In an attempt to get back into regular blogging, I
(obviously) need to get back into my regular weekly posts – so, for the first
time in several weeks, here is your Book Club Monday – featuring the 12
th
book in the Southern Vampire Mysteries (AKA, the Sookie Stackhouse novels),
Deadlocked,
by Charlaine Harris!
Now, I’ve been watching True Blood fairly religiously for as
long as it’s been on television (the fifth season just started last week!
Fifth! Where does the time go?), and once I found out it was a series of books,
I was all about it. I picked up
Dead Until Dark at the local Half Price Books, and an obsession was born – an obsession
that involved lots of DVR’ed True Blood episodes and a lot of trips to two
separate Half Price Books locations, but I read the first eleven books really
fast – even for me, and I’m damn near a speed reader.
One thing that I’ve noticed about the books (if you haven’t
noticed, here’s a cold slap of reality), is that besides the first few, the
show doesn’t follow them at ALL. There is a solid storyline laid down in the
book, that, much like the show, doesn’t make any damn sense half of the time,
but that’s moderately awesome at the same time.
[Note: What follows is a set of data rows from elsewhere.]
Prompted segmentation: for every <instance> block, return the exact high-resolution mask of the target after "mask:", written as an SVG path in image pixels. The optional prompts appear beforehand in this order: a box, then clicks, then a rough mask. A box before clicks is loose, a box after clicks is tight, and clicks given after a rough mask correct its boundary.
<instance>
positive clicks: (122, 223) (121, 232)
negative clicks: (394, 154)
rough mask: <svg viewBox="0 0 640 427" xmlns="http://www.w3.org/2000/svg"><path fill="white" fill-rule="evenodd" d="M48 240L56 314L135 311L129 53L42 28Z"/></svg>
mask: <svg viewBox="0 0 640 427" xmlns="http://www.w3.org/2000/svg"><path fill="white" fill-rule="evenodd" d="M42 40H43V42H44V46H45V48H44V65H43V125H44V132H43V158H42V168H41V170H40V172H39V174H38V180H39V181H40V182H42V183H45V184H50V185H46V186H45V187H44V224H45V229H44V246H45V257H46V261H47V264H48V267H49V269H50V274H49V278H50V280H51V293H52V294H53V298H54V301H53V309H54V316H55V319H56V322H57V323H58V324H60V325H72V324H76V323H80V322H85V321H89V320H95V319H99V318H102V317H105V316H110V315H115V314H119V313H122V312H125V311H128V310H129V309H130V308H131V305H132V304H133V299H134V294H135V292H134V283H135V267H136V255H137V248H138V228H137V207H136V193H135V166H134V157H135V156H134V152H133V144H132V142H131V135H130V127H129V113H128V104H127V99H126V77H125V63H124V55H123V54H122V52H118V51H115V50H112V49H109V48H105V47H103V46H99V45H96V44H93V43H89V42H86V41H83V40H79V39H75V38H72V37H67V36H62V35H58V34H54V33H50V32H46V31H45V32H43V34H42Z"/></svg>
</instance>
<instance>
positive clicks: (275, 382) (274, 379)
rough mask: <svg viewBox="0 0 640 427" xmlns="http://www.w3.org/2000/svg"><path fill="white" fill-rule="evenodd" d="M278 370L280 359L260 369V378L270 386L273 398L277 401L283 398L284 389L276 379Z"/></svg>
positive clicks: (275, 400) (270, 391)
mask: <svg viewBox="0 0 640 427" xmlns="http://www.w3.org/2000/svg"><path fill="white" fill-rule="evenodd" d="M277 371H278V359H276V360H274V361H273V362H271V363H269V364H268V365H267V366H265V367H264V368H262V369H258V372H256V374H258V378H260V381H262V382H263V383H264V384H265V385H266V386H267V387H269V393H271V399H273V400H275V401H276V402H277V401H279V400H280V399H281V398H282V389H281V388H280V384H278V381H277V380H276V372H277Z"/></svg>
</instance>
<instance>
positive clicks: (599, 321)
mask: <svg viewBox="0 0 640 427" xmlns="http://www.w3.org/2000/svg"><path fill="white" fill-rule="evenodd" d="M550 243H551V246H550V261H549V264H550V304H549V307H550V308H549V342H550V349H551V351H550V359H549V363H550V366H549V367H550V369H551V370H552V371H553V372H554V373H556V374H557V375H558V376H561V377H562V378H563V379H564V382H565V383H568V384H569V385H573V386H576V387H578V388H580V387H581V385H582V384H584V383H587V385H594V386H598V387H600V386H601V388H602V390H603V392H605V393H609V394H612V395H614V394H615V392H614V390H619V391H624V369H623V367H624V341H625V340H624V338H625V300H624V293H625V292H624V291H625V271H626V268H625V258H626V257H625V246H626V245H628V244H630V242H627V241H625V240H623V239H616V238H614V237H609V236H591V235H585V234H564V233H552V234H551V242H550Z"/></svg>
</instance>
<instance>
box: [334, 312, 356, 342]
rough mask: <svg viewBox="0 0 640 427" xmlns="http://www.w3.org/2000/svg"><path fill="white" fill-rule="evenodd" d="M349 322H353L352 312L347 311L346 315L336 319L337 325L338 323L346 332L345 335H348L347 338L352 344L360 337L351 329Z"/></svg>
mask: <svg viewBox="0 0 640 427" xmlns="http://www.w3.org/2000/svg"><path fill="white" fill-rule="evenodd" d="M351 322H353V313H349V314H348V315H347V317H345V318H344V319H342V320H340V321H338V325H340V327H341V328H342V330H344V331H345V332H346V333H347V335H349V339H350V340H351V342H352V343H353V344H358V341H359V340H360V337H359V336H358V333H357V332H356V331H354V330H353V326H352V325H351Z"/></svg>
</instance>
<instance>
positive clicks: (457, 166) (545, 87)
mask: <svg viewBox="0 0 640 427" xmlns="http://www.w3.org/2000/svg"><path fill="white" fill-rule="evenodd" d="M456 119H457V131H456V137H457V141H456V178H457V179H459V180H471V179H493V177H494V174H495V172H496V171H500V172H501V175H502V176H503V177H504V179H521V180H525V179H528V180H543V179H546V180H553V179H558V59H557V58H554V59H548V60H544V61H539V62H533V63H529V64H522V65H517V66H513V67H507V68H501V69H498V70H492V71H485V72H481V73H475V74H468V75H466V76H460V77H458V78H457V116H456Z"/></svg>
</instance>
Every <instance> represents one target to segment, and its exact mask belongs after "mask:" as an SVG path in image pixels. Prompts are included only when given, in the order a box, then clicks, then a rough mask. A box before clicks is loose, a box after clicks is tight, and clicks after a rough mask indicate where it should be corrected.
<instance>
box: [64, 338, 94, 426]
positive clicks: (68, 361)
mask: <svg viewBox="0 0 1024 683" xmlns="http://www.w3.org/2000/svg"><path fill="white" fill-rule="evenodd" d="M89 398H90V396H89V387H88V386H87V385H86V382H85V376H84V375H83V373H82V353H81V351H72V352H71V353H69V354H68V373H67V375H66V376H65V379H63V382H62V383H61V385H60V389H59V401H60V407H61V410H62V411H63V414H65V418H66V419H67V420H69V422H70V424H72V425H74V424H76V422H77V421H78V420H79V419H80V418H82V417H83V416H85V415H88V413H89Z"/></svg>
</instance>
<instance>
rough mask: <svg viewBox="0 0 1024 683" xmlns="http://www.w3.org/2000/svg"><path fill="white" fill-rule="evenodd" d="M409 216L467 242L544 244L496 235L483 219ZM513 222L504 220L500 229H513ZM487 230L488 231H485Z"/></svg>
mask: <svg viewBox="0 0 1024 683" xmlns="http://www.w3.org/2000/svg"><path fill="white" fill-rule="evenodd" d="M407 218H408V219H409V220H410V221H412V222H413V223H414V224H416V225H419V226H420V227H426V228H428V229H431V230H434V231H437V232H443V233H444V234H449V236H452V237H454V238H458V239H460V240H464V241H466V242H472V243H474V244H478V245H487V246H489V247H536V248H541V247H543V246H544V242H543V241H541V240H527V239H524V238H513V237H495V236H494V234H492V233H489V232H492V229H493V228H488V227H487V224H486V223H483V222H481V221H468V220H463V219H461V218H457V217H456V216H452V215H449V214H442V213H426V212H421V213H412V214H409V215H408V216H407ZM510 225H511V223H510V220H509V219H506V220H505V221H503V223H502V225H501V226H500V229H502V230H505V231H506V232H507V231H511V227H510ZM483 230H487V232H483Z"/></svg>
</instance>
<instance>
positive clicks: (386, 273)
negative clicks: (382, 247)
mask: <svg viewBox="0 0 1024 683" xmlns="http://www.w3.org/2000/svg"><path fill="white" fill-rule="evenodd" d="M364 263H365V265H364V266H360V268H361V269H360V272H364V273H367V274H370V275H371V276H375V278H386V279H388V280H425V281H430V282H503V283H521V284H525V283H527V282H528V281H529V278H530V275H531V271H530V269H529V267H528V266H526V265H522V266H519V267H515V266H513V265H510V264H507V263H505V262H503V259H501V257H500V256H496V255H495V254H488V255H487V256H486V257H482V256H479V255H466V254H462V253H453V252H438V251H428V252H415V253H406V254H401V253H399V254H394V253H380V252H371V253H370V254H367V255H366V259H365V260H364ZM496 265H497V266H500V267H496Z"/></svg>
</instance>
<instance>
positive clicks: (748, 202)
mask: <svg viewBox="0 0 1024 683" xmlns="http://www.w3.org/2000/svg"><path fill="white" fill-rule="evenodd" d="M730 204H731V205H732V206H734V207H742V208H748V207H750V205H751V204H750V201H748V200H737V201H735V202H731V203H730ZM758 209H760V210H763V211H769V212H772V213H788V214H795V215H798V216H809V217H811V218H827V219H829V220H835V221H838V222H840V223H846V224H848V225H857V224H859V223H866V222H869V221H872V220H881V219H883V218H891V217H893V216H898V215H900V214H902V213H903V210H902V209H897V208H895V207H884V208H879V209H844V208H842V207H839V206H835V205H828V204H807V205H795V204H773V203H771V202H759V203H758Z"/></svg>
There’s always going to be plot
points that nobody cares about, or that only some people care about, and there’s
always no less than ten separate storylines happening at one given time. That’s
awesome, I get that.
The thing about
Deadlocked
is that for one, I had no idea it was even out until I happened to be at Barnes
and Noble and saw that the 11
th book,
Dead Reckoning was out in paperback, so I knew that the next
installment had to be out (just as a fun bibliophile tidbit – books typically
come out in paperback around a year after their original hardcover version is
published). I went home, took to my Kindle, found it, read it, and digested it
all in the space of about three days.
And you know…. I don’t necessarily think that anything moved
forward in the book whatsoever. I felt like it was a lot of random storylines
thrown into a mixing pot and Deadlocked
was what emerged. From about the sixth book on, it was what I’d come to expect,
but this was different – this felt like I was reading the “ohmygodIamsosickof thesecharactersandthesestorylinesandthesepeoplejustkeepmakingmewritethesebooksbutMANARETHOSEHBOCHECKSNICE”
ramblings of someone who was absolutely and completely OVER what she had
created. And you know, for Charlaine Harris, I suppose it would be
understandable. For me, she could have quit after around the fifth or sixth
book, and I would have been okay with it.
Here’s the jacket description:
It’s vampire
politics as usual around the town of Bon
Temps, but never before have they hit so close to
Sookie’s heart…
Growing up with telepathic
abilities, Sookie Stackhouse realized early on there were things she’d rather
not know. And now that she’s an adult, she also realizes that some things she
knows about, she’d rather not see—like Eric Northman feeding off another woman.
A younger one.
There’s a thing or two she’d like to say about that, but she has to keep
quiet—Felipe de Castro, the Vampire King of Louisiana
(and Arkansas and Nevada), is in town. It’s the worst possible
time for a human body to show up in Eric’s front yard—especially the body of
the woman whose blood he just drank.
Now, it’s up to Sookie and Bill, the official Area Five investigator, to solve
the murder. Sookie thinks that, at least this time, the dead girl’s fate has
nothing to do with her. But she is wrong. She has an enemy, one far more
devious than she would ever suspect, who’s set out to make Sookie’s world come
crashing down.
One thing I learned about five or six books into the series is that the
jacket description means NOTHING, since they lovingly leave out the fact that
there’s so many other storylines and things happening in the background that
just barely tie it all together that you get pulled away from anything you
remotely thought was in the book.
All I can say is that if you’ve already read the first
eleven books in the series, you might as well read this one. I can’t give it a
gleaming review or an awful, disdainful rant about how bad it was, but if I
could rate it, it would get a good ‘meh’.